Mahmoud Sadeghi, a Majlis member, claimed to support the Supreme Leader but spoke against lifetime appointment to the role, saying: “I believe no official is immune from criticism and oversight…Based on my belief in the principle of the Supreme Leader, I believe the Supreme Leader is supreme in qualities. A person is not supreme, it is not a lifelong position since no one could maintain lifetime qualities.”

Defenders of the Supreme Leader

Khamenei loyalists have been forced into a defensive role as a result of the frequent attacks on the Supreme Leader from both the public and regime leadership. On January 24th, Mullah Hossein Rashidian gave a Friday prayers sermon in which he referred to the recent criticism of Khamenei, saying: “The first characteristic of a political hypocrite is that they abandon the leader. The second characteristic of them is that they insult the leader of the time.”

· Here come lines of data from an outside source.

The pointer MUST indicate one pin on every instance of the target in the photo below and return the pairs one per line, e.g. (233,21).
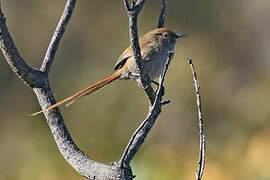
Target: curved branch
(199,173)
(30,76)
(73,155)
(161,20)
(57,36)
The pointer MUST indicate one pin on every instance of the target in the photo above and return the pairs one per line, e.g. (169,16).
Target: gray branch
(38,81)
(161,20)
(199,173)
(57,36)
(30,76)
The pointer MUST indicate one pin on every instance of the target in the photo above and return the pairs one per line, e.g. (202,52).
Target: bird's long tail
(82,93)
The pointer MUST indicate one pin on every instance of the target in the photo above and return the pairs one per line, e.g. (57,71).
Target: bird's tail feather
(82,93)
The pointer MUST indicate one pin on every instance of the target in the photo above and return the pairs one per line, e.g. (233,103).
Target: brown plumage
(154,46)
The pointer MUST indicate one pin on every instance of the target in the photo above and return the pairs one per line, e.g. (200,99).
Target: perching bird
(155,46)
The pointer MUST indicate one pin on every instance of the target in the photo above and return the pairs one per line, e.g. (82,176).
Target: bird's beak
(178,36)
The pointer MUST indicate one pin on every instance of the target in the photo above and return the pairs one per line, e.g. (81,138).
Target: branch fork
(38,81)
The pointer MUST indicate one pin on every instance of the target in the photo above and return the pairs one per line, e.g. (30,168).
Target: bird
(154,45)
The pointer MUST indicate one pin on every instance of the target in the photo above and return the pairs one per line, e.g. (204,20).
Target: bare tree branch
(161,20)
(57,36)
(30,76)
(199,173)
(39,82)
(140,134)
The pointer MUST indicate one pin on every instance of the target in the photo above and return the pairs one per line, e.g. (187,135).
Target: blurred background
(229,43)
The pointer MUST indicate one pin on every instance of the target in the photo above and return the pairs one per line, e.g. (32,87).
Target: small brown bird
(155,46)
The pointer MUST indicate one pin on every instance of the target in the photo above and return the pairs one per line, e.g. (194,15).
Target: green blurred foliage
(229,44)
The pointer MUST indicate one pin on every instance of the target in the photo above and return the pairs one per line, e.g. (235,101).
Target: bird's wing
(123,58)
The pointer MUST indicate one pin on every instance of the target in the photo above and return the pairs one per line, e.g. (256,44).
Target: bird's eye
(158,34)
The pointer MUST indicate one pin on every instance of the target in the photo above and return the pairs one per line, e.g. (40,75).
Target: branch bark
(38,80)
(201,162)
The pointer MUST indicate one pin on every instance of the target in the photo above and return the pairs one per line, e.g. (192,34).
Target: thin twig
(142,131)
(199,173)
(161,20)
(57,36)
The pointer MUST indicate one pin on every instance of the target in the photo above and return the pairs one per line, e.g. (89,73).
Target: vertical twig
(161,20)
(201,162)
(57,36)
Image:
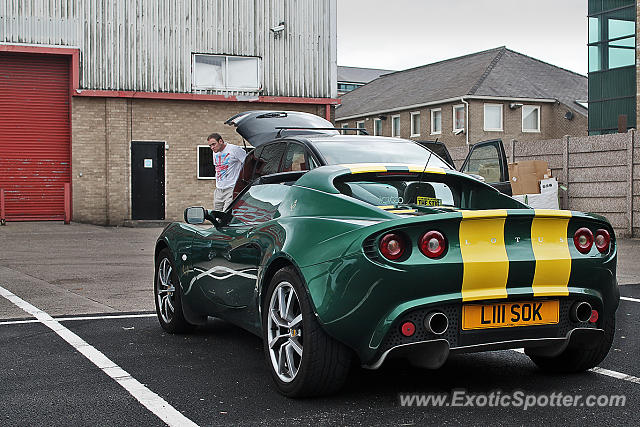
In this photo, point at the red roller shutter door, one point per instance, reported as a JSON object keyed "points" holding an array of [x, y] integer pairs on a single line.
{"points": [[35, 149]]}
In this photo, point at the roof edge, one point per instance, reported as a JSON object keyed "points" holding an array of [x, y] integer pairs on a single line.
{"points": [[486, 73], [445, 60], [447, 100]]}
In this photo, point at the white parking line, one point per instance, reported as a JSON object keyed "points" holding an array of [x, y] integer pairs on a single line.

Mullah Elahi-e Rad gave an interview on state television admonishing those who did not speak in defense of Khamenei. “Some clerics do not defend the Supreme Leader and say it is none of my business,” he said.

The MEK: A Viable Democratic Alternative

The Mujahedin-e Khalq (PMOI/MEK Iran) has repeatedly stated that there is no difference between the factions within Iran. Those who would claim to reform the regime are the same people who refuse to pass laws aimed at protecting women from domestic violence. The Majlis members who speak loudly about legitimacy are the same people who voted to divert more funds to the Basij Force to spend on the regime’s terrorist activities outside the country while the flood victims in Sistan-Baluchestan slept in trees.

The regime is crumbling, and those on the inside are scrambling to save themselves. The true alternative to the mullahs’ rule is a free and democratic Iran as envisioned in the MEK Iran political platform.